You all know that time in the relationship when you start looking at engagement rings online, talk about your wedding, and basically plan out your life together. Yup, it's time for the proposal. This is a very crucial time in the relationship, because, when things get difficult later on in the marriage, the woman tends to look back on the start of their relationship. Nowadays, a proposal is more of a negotiation than a declaration of your love and commitment to someone. It's all staged and planned out to be super extravagant and romantic. I see it time and time again. A proposal doesn't have to be this crazy scheme put together with 1,000 rose petals and an orchestra. It should just be a sweet intimate moment between the couple, otherwise, it's just for show. And that's just the proposal, not even the wedding.
Ok, now that you're engaged, it's time to start planning the big day! But how are you going to get all that money? A typical wedding costs about 28,000 dollars. That's A LOT of money, especially for a young couple who is more than likely still in school. Couples could delay education, marriage, buying a house, or even having kids because of how expensive weddings are. More than likely, the parents are going to pay for the bulk of the wedding. Out of the two, who do you think is going to be planning the wedding? It's probably going to be the girl. Most girls dream and begin planning their wedding when they are around five years old. Do you know who probably is going to help them plan the wedding? Their mother, not their future spouse.
A lot of people think engagement is the time to plan a wedding. In reality, engagement includes not only planning a wedding but planning a marriage as well. Things like budgeting, talking about different roles each partner will play, and changing relationships with other people; maybe letting go of some old friends, especially those of the opposite gender. What if loved ones, friends, and/or the community helped out with the cost of the wedding, rather than expecting them to pay for it all themselves? Makes a lot more sense, doesn't it?
Now, when the wedding's over, most couples think the hardest part is over. That couldn't be further from the truth. Marriage isn't all rainbows and unicorns, it's hard work. There are many unexpected adjustments couples make in their first month of marriage. Some examples are eating habits, sleeping together, sharing bathroom space, level of cleanliness, organization, amount of laundry, communication, and roles that need to be given (jobs, household chores, reminders for prayer/scripture study, finances). It's important to communicate these things during the engagement period, not after you're already married.

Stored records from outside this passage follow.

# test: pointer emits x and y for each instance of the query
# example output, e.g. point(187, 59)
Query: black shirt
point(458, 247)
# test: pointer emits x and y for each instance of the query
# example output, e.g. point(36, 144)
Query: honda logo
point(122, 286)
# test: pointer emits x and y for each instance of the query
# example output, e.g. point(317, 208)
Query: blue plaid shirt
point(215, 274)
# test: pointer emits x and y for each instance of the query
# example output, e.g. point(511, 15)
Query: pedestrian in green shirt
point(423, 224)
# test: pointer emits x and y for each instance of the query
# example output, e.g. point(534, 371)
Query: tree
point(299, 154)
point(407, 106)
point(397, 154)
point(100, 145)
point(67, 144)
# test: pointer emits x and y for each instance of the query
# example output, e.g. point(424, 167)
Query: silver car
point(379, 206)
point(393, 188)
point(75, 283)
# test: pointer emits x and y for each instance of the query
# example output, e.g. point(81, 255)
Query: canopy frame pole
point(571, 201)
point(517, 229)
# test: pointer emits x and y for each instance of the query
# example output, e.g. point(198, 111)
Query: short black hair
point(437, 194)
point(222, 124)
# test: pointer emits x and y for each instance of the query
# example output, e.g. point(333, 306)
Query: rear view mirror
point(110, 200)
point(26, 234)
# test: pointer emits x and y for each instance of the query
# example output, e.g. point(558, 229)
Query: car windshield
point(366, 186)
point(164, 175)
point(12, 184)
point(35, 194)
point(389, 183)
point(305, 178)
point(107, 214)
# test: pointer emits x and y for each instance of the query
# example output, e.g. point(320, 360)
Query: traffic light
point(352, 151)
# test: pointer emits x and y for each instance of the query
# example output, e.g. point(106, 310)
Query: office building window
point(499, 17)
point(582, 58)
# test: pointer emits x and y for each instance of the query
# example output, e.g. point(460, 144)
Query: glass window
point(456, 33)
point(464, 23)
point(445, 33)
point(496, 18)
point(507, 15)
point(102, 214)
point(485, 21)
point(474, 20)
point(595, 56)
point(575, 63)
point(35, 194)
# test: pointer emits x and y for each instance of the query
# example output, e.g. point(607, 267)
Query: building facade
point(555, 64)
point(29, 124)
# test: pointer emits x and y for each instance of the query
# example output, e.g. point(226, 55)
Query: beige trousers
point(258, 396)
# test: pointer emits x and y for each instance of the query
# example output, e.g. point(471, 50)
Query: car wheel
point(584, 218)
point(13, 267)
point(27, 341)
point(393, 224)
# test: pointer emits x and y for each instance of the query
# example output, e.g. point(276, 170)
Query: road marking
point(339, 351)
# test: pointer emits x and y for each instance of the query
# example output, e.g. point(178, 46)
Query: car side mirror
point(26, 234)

There are many unexpected adjustments during the first year of marriage as well. One of the most common ones is addressing each other's needs like they did at the beginning of a marriage. Another, that can happen in the first year is a life-changing event, having a baby. In fact, satisfaction within a marriage decreases when the first child is born. This is because they spend more time focused on the baby and its needs, rather than each other. This happens when each child is born and gradually increases when each kid leaves the house.
Marriage was never meant to be easy, but it was meant to be worth it! It'll take time and effort, but the rewards and benefits will be far greater than anything you can imagine. Eternal marriage is the greatest gift God could give to us.